Chine: le naufrage sur le Yangtsé a fait près de 400 morts

Le bilan du naufrage d'un bateau de croisière sur le fleuve Yangtsé, en Chine, ne cesse de s'alourdir. Les autorités font désormais état de 396 morts. 50 personnes sont encore portées disparues.

06 juin 2015, 10:53
Des policiers attendent de pouvoir fouiller l'épave à la recherche des corps des victimes.

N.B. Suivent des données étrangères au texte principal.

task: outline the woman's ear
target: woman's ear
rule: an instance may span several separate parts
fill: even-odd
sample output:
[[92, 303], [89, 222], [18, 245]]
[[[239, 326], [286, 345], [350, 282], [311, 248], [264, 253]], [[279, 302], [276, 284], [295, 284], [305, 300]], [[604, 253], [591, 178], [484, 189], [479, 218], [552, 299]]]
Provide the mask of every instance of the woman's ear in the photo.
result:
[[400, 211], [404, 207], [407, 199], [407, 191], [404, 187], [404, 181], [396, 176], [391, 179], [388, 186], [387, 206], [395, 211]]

Le bilan du naufrage d'un bateau de croisière lundi soir sur le fleuve Yangtsé, en Chine, atteint désormais 396 morts, a annoncé samedi un porte-parole du gouvernement. Une cinquantaine de personnes étaient encore portées disparues.

Mais le bilan définitif devrait encore s'élever, seuls 14 survivants ayant été retrouvés, dont le capitaine. Les équipes de sauvetage continuaient de fouiller le navire, en quête d'autres corps. Le bateau a été redressé vendredi.

L'"Etoile de l'Orient" transportait 456 personnes lorsqu'il a chaviré sous l'effet d'une brusque tornade. Le "fleuve bleu", le plus long de Chine, a une profondeur d'environ 15 mètres dans cette zone.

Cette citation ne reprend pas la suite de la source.